[arvados] Keepproxy Reader failed checksum

George Chlipala gchlip2 at uic.edu
Tue Sep 26 14:36:16 EDT 2017


First off, thanks to Tom for some help on this issue.  However we were not
able to resolve it.  It looks like the keepproxy is closing the connection
with the keepstore early and there does not appear to be anything in the
logs to indicate why.

If anyone can provide some insight into this problem, it would be greatly
appreciated.

We have been using the arv-get tool to fetch the data.  Our keepproxy is at
172.17.0.227, the keepstore is at 172.17.0.30, and we have a reverse HTTP
proxy at 172.17.0.231.  So connections between 172.17.0.231 <->
172.17.0.227 are in essence between the client (arv-get) and the
keepproxy.  Connections between 172.17.0.227 <-> 172.17.0.30 are between
the keepproxy and the keepstore.

I ran a single TCP dump on the keepstore system, so that we could see both
conversations.  Also the times are on the same scale, so we could compare
events between the two conversations.

Here is the end of the conversation between the arv-get (172.17.0.231) and
keepproxy (172.17.0.227)


[image: Inline image 1]

Here is the end of the conversation between keepproxy (172.17.0.227) and
keepstore (172.17.0.30)

[image: Inline image 2]


>From the tcpdump, it appears that the keepproxy sends a RST to the
keepstore at 15.002 sec and then at 15.067 sec the keepproxy closes the
connection with arv-get.

Also here is the output from the arv-get command, if this helps.

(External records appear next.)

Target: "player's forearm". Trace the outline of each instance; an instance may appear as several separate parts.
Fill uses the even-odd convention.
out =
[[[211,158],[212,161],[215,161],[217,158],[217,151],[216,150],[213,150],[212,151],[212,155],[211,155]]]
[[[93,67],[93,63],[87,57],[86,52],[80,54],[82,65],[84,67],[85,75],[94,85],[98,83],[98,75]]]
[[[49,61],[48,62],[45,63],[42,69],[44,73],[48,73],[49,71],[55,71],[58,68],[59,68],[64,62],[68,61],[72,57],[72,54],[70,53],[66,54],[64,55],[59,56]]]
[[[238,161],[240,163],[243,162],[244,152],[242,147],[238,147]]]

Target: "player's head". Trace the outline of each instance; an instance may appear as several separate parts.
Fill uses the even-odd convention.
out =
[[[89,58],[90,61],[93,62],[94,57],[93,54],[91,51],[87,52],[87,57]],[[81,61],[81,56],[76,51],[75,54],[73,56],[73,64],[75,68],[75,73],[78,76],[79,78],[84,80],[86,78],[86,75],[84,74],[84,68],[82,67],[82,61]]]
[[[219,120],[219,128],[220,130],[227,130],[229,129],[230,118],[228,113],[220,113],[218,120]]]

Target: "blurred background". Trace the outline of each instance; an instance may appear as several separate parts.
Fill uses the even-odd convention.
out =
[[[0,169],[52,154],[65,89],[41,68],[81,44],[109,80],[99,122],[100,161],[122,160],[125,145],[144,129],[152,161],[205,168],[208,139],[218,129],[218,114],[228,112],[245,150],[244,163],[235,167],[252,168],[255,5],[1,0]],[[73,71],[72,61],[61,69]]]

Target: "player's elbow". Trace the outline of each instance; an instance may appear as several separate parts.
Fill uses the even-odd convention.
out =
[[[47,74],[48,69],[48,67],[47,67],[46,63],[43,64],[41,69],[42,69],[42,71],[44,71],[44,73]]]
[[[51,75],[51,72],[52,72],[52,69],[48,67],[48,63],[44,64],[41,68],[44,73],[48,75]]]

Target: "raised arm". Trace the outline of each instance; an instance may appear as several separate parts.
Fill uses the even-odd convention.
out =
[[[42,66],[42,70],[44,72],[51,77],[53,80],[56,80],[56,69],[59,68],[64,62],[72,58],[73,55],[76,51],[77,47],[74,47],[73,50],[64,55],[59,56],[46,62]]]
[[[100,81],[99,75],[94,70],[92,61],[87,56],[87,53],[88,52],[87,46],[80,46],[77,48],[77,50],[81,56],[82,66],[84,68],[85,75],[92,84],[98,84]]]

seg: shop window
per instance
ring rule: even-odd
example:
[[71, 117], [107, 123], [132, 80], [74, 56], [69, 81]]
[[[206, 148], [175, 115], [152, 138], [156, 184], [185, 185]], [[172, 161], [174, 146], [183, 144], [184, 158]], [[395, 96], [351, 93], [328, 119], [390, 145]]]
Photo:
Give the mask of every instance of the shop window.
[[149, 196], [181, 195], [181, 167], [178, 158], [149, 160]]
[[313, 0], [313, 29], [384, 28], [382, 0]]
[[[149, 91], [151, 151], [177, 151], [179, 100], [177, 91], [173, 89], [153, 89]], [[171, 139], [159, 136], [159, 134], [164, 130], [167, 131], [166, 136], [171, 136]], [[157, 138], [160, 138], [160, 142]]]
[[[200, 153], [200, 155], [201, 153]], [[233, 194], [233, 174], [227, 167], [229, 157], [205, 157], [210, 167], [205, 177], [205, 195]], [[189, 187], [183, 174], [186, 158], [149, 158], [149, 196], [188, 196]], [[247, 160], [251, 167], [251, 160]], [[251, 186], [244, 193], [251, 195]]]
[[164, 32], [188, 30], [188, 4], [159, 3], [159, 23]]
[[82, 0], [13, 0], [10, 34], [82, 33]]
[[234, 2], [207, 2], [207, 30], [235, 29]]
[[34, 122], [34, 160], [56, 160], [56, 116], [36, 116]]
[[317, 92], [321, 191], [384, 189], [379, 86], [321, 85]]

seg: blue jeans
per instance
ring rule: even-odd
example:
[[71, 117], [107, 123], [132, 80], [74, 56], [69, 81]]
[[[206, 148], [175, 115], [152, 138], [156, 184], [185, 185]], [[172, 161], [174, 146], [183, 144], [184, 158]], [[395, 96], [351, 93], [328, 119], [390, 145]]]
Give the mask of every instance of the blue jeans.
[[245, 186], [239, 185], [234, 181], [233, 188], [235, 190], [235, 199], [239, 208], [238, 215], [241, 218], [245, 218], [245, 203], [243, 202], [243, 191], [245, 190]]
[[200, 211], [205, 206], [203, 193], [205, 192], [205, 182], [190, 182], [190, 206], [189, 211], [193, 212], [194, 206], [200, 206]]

# arv-get --no-progress --skip-existing -r pg5mc-4zz18-tcq3i3k63n536ja
/mnt/lustre/gchlip2/Ridlon_Aug2017/mm10_work/

Traceback (most recent call last):
  File "/mnt/store3/clustcrilab/tools/arvados/bin/arv-get", line 212, in
<module>
    for data in f.readall():
  File "/mnt/store3/clustcrilab/tools/arvados/lib/python2.7/
site-packages/arvados/arvfile.py", line 108, in readall
    data = self.read(size, num_retries=num_retries)
  File "/mnt/store3/clustcrilab/tools/arvados/lib/python2.7/
site-packages/arvados/arvfile.py", line 59, in before_close_wrapper
    return orig_func(self, *args, **kwargs)
  File "/mnt/store3/clustcrilab/tools/arvados/lib/python2.7/
site-packages/arvados/retry.py", line 158, in num_retries_setter
    return orig_func(self, *args, **kwargs)
  File "/mnt/store3/clustcrilab/tools/arvados/lib/python2.7/
site-packages/arvados/arvfile.py", line 217, in read
    num_retries=num_retries)
  File "/mnt/store3/clustcrilab/tools/arvados/lib/python2.7/
site-packages/arvados/retry.py", line 158, in num_retries_setter
    return orig_func(self, *args, **kwargs)
  File "/mnt/store3/clustcrilab/tools/arvados/lib/python2.7/
site-packages/arvados/stream.py", line 85, in readfrom
    data.append(self._keepget(lr.locator, num_retries=num_retries)[lr.
segment_offset:lr.segment_offset+lr.segment_size])
  File "/mnt/store3/clustcrilab/tools/arvados/lib/python2.7/
site-packages/arvados/retry.py", line 158, in num_retries_setter
    return orig_func(self, *args, **kwargs)
  File "/mnt/store3/clustcrilab/tools/arvados/lib/python2.7/
site-packages/arvados/stream.py", line 74, in _keepget
    return self._keep.get(locator, num_retries=num_retries)
  File "/mnt/store3/clustcrilab/tools/arvados/lib/python2.7/
site-packages/arvados/retry.py", line 158, in num_retries_setter
    return orig_func(self, *args, **kwargs)
  File "/mnt/store3/clustcrilab/tools/arvados/lib/python2.7/
site-packages/arvados/keep.py", line 926, in get
    return self._get_or_head(loc_s, method="GET", num_retries=num_retries)
  File "/mnt/store3/clustcrilab/tools/arvados/lib/python2.7/
site-packages/arvados/keep.py", line 1039, in _get_or_head
    "failed to read {}".format(loc_s), service_errors, label="service")
arvados.errors.KeepReadError: failed to read 9c4ee2298ab88506ae8a965e6d3f37
f9+67108864+A3495ce0a76bfceba6a21a77bd2f0ee0253fbb4f5 at 59cc0527: service
https://arvados-keep.cri.uic.edu:443/
<https://arvados-keep.cri.uic.edu/> responded
with 0 (18, 'tra
nsfer closed with 21204434 bytes remaining to read')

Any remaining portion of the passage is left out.